Celle-ci n'est qu'une apostrophe involontaire et patriotique d'un homme de bien et de plaisir, qui voit son pays se lancer dans de nouvelles guerres civiles. Elle n'a pas de date; c'est sans doute le moment où les légions d'Auguste allaient chercher les légions du fils de Pompée pour jouer au jeu des batailles le dernier sort de Rome. Il personnifie dans cette ode Rome dans un vaisseau qui porte les Romains, image neuve et belle alors, devenue banale et usée aujourd'hui dans tous les discours de nos mauvais orateurs et de nos vulgaires publicistes: le temps use les images comme il use tout.

À LA RÉPUBLIQUE.

«Ô vaisseau! de nouvelles vagues vont donc te lancer de nouveau dans les hautes mers! Ah! que fais-tu? Cramponne-toi de toutes tes ancres au port! Ne vois-tu pas tes flancs nus de rames, ton mât chancelant rompu par le vent d'Afrique? N'entends-tu pas gémir tes antennes? Privé des câbles qui relient tes planches, pourras-tu résister à l'assaut redoublé des lames? Plus de voiles, déchirées déjà par tant de tempêtes; plus de dieu qu'il te reste à invoquer sous les périls qui pèsent sur toi! Bien que tu sois construit d'un pin de Bithynie, et que, noble fils de la forêt, tu te glorifies d'une origine et d'un nom illustre, les décorations peintes sur ta proue ne rassurent pas le pilote! Hâte-toi de réfléchir, si tu ne veux pas redevenir bientôt le jouet des vents! Ô toi (patrie)! si récemment encore le souci et la douleur de mon âme! toi maintenant le regret et la terreur constante de ma vie, que les dieux te gardent des écueils écumants des Cyclades!»

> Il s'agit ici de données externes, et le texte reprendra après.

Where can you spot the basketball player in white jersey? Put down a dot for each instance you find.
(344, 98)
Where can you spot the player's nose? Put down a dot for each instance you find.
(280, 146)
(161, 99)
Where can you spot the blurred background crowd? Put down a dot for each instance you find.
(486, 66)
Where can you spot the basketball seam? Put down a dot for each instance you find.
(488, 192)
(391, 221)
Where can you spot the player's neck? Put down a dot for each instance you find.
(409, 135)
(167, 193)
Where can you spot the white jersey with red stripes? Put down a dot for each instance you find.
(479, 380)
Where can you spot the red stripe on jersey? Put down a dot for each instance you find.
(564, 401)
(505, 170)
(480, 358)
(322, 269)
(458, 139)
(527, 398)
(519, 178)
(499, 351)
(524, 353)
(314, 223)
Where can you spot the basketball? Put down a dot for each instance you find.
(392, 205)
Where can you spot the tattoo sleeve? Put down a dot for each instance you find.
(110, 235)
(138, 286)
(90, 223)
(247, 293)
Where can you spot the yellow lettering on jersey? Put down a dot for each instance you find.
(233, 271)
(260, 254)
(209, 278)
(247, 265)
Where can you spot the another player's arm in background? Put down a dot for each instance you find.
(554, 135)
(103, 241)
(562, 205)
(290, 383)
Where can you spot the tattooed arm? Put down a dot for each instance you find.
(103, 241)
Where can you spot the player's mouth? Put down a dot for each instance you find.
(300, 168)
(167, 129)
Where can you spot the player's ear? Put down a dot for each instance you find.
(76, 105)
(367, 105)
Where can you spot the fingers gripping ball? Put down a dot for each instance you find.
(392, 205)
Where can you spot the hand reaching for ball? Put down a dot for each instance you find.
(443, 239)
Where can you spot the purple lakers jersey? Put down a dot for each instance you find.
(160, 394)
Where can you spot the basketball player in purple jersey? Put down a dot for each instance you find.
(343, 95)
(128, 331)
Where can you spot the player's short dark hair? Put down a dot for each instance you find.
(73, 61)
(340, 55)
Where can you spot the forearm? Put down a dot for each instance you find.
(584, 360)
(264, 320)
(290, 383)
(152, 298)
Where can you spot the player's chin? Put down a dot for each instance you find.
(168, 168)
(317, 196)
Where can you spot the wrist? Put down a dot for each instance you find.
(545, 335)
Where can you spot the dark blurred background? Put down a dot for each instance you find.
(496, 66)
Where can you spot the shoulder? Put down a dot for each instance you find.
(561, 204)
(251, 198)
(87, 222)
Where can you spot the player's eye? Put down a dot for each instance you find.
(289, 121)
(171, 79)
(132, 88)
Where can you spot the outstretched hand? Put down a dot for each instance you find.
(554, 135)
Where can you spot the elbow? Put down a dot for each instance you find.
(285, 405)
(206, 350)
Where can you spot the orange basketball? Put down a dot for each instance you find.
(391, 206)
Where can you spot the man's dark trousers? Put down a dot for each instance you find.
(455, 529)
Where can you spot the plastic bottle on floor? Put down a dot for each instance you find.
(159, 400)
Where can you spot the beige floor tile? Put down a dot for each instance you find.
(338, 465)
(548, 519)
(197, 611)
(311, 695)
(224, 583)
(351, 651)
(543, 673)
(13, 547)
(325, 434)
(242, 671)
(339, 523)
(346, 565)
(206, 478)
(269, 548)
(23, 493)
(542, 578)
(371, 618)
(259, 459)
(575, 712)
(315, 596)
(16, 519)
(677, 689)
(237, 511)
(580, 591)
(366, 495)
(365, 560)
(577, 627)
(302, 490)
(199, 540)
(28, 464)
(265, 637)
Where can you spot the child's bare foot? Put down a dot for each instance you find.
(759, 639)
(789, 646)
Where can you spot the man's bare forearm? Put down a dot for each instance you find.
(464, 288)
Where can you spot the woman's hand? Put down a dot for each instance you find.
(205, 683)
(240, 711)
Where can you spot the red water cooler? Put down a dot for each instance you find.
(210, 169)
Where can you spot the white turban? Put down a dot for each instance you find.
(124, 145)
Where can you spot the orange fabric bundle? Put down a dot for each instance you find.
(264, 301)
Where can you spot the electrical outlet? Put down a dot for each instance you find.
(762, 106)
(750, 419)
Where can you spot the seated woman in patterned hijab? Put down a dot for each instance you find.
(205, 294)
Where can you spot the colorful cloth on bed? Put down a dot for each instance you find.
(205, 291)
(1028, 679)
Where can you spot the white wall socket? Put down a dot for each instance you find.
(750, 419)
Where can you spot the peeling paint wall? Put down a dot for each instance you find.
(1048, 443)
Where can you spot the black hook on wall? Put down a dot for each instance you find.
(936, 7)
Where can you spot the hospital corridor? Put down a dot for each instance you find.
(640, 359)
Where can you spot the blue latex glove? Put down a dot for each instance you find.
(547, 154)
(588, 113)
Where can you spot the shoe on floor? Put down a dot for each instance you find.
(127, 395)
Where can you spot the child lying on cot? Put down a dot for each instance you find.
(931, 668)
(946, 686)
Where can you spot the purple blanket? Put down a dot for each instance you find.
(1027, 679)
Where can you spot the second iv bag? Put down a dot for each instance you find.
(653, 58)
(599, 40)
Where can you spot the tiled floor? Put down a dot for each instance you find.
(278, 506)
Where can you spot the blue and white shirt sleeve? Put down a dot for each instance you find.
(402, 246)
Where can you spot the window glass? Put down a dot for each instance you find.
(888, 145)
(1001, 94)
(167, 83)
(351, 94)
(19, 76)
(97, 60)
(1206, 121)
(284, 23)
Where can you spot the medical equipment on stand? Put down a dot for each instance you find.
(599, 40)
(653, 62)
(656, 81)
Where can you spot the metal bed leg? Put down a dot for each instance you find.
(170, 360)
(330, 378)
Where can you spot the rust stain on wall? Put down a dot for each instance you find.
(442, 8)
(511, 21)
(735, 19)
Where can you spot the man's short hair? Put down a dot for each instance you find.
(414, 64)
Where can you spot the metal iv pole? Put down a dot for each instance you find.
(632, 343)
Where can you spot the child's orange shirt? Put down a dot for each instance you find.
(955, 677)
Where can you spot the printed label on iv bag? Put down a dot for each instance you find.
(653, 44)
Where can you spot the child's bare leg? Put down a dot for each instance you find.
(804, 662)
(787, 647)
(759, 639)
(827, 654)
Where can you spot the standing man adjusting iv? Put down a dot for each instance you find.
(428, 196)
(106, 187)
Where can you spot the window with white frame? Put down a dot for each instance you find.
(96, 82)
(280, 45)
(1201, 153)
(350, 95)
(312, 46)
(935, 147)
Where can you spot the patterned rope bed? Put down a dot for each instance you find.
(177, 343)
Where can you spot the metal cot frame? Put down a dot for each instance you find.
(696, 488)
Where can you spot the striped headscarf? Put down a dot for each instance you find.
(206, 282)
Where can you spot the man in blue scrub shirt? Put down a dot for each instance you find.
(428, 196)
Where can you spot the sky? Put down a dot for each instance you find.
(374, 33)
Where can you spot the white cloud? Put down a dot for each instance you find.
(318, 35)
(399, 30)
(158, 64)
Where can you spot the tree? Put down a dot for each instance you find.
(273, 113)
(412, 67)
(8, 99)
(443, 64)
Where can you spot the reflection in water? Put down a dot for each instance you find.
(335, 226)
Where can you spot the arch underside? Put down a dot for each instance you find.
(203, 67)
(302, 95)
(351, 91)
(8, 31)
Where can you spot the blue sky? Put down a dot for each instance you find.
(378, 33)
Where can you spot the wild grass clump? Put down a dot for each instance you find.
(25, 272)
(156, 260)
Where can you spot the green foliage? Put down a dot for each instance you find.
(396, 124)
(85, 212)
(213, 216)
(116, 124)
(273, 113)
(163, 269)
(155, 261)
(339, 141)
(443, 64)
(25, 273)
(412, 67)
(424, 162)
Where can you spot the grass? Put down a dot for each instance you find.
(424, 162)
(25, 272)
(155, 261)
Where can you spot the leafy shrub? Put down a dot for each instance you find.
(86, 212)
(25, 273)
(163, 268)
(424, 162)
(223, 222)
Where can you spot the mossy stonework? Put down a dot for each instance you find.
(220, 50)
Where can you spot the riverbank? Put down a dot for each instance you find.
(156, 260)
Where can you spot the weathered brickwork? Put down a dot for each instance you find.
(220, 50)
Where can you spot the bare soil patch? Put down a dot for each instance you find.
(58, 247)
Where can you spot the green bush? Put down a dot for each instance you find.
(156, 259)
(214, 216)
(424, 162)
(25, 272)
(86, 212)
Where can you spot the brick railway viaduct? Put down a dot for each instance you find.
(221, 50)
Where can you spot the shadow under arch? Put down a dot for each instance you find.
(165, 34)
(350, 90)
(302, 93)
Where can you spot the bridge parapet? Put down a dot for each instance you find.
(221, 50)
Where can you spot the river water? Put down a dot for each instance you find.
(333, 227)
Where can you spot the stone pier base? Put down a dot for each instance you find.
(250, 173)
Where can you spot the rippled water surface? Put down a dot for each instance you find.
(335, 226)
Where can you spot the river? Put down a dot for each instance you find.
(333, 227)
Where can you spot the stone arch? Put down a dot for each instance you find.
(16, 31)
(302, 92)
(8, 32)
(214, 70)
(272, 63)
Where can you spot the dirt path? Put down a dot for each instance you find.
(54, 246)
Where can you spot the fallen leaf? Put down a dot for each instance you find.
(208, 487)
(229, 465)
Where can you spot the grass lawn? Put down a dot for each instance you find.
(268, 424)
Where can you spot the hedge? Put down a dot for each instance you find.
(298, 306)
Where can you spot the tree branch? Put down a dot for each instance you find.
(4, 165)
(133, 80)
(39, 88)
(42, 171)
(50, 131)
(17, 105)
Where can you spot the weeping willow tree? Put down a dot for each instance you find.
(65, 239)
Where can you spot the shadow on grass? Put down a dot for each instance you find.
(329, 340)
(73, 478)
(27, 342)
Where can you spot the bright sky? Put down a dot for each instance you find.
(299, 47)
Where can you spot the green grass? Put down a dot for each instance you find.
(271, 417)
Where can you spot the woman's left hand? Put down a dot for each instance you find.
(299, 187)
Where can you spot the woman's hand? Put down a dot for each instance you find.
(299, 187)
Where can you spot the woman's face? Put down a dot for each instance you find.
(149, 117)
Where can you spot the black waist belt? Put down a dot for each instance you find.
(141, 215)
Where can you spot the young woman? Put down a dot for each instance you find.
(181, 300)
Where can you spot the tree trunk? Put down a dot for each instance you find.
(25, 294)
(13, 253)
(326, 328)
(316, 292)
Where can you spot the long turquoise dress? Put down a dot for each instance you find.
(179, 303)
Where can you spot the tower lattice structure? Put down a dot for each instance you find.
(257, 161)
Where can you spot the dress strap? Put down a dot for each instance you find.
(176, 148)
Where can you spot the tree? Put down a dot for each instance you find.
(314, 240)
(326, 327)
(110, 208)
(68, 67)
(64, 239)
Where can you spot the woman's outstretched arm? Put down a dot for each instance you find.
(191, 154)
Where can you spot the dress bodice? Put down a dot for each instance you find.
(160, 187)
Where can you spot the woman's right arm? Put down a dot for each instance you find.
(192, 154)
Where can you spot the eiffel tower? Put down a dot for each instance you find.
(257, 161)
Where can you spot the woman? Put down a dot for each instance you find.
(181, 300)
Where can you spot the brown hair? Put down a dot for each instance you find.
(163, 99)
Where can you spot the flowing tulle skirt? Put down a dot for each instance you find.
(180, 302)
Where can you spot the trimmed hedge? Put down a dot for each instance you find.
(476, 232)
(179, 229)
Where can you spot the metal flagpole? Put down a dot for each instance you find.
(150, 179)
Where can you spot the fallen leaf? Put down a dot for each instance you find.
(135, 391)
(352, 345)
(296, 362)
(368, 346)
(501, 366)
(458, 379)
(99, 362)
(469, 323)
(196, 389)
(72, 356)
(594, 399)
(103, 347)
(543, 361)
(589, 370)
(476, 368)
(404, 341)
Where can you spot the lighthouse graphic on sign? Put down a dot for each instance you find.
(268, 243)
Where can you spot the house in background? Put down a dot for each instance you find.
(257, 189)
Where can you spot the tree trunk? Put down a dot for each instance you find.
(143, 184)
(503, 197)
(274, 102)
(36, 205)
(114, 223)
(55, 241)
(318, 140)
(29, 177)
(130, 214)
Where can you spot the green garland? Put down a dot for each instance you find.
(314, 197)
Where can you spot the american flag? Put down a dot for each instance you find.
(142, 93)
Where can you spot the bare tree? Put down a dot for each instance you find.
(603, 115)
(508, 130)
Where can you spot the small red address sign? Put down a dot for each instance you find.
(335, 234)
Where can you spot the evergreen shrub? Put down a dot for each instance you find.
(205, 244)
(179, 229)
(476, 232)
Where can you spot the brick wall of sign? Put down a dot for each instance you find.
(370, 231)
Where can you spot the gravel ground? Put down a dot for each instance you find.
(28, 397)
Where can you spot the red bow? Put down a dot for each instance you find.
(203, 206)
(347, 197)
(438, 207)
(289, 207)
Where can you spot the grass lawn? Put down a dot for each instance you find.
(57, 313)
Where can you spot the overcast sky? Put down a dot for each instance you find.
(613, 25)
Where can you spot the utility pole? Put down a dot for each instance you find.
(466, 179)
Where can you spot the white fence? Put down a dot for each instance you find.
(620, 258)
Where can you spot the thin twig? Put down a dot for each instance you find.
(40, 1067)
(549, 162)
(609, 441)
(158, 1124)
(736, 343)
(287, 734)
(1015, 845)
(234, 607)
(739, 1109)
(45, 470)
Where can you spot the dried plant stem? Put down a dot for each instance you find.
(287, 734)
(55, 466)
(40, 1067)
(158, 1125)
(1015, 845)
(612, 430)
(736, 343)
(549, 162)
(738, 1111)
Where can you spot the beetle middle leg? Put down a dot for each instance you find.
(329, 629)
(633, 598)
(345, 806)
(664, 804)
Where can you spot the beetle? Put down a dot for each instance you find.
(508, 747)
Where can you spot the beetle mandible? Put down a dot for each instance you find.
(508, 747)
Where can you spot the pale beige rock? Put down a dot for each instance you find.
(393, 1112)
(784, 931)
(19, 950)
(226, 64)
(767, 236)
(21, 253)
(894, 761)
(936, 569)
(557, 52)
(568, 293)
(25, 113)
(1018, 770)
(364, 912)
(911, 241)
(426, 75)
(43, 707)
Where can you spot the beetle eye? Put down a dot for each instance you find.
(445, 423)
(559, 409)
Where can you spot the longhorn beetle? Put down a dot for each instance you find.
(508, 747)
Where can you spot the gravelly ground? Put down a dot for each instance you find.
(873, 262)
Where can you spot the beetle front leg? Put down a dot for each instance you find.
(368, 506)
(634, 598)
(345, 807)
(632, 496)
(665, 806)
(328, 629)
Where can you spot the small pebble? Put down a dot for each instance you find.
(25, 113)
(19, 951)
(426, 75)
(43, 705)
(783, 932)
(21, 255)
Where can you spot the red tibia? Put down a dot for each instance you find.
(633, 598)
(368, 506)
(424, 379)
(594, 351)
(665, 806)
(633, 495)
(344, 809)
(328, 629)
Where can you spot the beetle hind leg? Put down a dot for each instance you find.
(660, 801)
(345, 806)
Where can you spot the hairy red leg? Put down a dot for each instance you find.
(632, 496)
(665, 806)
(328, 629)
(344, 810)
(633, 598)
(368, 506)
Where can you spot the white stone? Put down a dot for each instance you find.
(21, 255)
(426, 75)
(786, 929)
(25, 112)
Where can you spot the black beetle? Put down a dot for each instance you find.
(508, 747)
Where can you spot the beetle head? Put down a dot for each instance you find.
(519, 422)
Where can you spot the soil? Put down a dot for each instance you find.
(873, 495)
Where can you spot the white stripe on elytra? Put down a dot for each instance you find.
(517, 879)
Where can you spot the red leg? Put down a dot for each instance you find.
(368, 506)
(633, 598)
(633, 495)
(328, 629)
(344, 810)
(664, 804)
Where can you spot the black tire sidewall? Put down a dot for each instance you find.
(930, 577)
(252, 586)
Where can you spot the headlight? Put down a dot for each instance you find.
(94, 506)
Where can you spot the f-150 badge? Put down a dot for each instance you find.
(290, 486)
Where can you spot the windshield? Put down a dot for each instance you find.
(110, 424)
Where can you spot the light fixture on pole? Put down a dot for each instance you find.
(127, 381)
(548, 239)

Il est impossible de ne pas sentir une âme patriotique dans ces accents du coeur échappés à l'inquiétude d'un vaincu résigné de la république, mais d'un vaincu toujours préoccupé du sort de sa patrie. Horace en demandait le salut à tous les pilotes. Le poëte, désarmé par la clémence d'Auguste et par l'amitié de Mécène, était encore citoyen.